The most widely used gas price formation mechanisms are as follows:

  1. Oil Indexation: the gas price is linked to crude oil or oil products with provision for the base price and escalation clauses. This pricing mechanism is most often used for international gas trade, especially in LNG. 
  2. Gas-on-Gas Competition: the gas price is determined by the dynamics of supply and demand within a defined market, typically a virtual gas hub.
  3. Regulated Gas Pricing: the gas price is set by the regulatory body using a non-market approach (such as "cost plus"). This mechanism is widely used in domestic markets. Price regulation is often segmented by customer type and demand sector (i.e. domestic vs industrial use) to boost national competitiveness and/or support the social wellbeing of the population. 
  4. End-Product Netback Pricing: the gas price received by the gas supplier is linked to the products which the buyer is producing and is typically applied when the gas is used as a raw material e.g. fertilizer production.
  5. Hybrid pricing. Complex formulas to price natural gas are increasingly used in international gas trade to apply additional flexibility. The components can include prices for substitute energy products, such as crude oil and oil products, coal and electricity, as well as relevant gas market price indices (such as HH or TTF).

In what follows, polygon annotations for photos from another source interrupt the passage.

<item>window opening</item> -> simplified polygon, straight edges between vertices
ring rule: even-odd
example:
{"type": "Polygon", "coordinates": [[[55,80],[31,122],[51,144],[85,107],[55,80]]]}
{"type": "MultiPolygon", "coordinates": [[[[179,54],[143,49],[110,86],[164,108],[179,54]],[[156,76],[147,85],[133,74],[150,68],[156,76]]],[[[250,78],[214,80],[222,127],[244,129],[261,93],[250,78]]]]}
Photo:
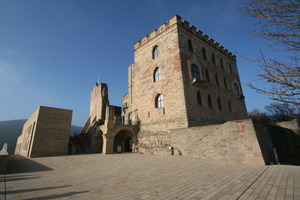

One important feature of natural gas markets is the lack of long-term storage capacity with the most developed infrastructure used only to balance seasonal consumption patterns. Along with persistent liquidity constraints, this makes the spot natural gas markets prone to sharp swings in price that can only be mitigated by gas exporters providing the security of supply.

What are the major uses of Natural Gas?

  1. Electric power generation.
  2. Space and water heating in residential and commercial sector as well as other applications like cooking.
  3. Energy fuel for furnaces and boilers in a variety of energy-intensive and manufacturing industries.
  4. Feedstock for gas-to-chemicals, petrochemicals, fertilizer plants etc.
  5. Blue hydrogen generation – a relatively new gas demand centre due to nascent trend to use low-carbon hydrogen for decarbonising hard-to-abate sectors.
  6. Land and marine transport, particularly a fuel for natural gas vehicles in the form of CNG/LNG and the use of LNG as a bunker fuel.